Enquanto em 2025 o Rio Grande do Sul celebrava reduções pontuais em outros índices de criminalidade, o feminicídio manteve-se resiliente, fechando aquele ano com recordes alarmantes. Agora, em 2026, a média de uma morte a cada 2,5 dias em janeiro nos coloca em estado de alerta máximo. A dinâmica do crime permanece inalterada: a violência ocorre majoritariamente dentro de casa, perpetrada por parceiros ou ex-companheiros.
O dado mais preocupante deste início de ano é a constatação de que o sistema de proteção falha antes mesmo de ser acionado. Cerca de 74,7% das vítimas de janeiro não possuíam ocorrência policial prévia, e assustadores 94,9% não tinham medida protetiva vigente.
Isso revela um abismo entre as políticas públicas e as mulheres que mais precisam delas. O feminicídio é o desfecho de um ciclo de violência que muitas vezes não chega às delegacias devido ao medo, à dependência econômica ou à falta de acolhimento humanizado em cidades do interior, como observado nos casos recentes em Canguçu e Muitos Capões.
Não basta endurecer penas se a prevenção não alcançar o interior das residências. O histórico de 2024 a 2026 mostra que campanhas sazonais são insuficientes. É necessário tratar a violência de gênero como uma “calamidade pública”, com investimento massivo em educação, redes de apoio psicossocial e o fim da impunidade. Janeiro termina com o luto de 11 famílias e o alerta: sem mudança estrutural, continuaremos a contar corpos em vez de celebrar progressos. (Marco Leite)

Vidas Interrompidas, Vozes que Resistem: Nossa Luta Contra o Feminicídio
*Por Neuza Rufatto
A Secretaria de Segurança Pública do Rio Grande do Sul divulgou que, em 2025, foram registradas 264 tentativas e 80 feminicídios consumados. O ano de 2026 mal começou e os números já são revoltantes. Onze mulheres foram assassinadas no estado apenas no mês de janeiro por homens que não aceitaram o fim do relacionamento. Esta é uma realidade que se repete e que não podemos normalizar.
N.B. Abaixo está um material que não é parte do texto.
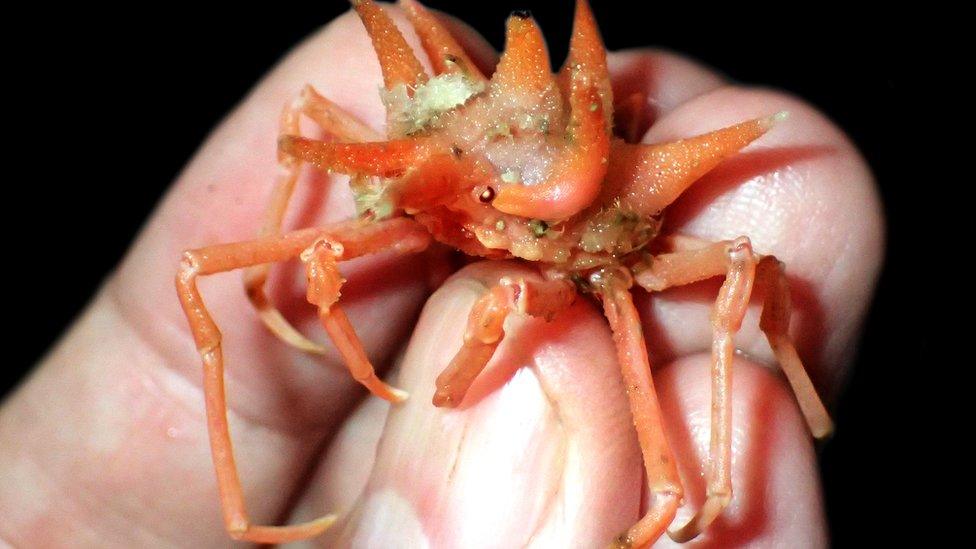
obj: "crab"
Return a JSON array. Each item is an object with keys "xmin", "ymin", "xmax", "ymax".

A violência contra a mulher não faz distinção de idade, cor ou classe social. Ela acontece no lar, no trabalho, nas ruas e no ambiente digital. Por isso, é essencial romper o silêncio e garantir que nenhuma vítima se sinta sozinha.
Denunciar é um ato de coragem, mas acolher é um dever do Estado e da sociedade. Precisamos fortalecer as políticas públicas, assegurar atendimento humanizado e cobrar a responsabilização rigorosa dos agressores. Violência doméstica não é um “problema particular”; é um crime contra os direitos humanos.
Denunciar salva vidas. Quanto mais cedo a violência é comunicada, maiores as chances de interromper o ciclo antes de um desfecho fatal. O Ligue 180 é um canal gratuito, confidencial e disponível 24 horas por dia para orientar e encaminhar denúncias.
Além da proteção imediata, é indispensável investir na educação de meninos e adolescentes. Ensinar valores como respeito, empatia e igualdade de gênero é o único caminho para quebrar a corrente da barbárie. Formar homens conscientes de suas responsabilidades é um passo decisivo para o futuro.
Por todas as mulheres que perderam suas vidas e por aquelas que ainda resistem: falar é um ato de resistência. O silêncio alimenta a tragédia.
Prevenção salva vidas. Proteção é urgente. Respeito é o mínimo.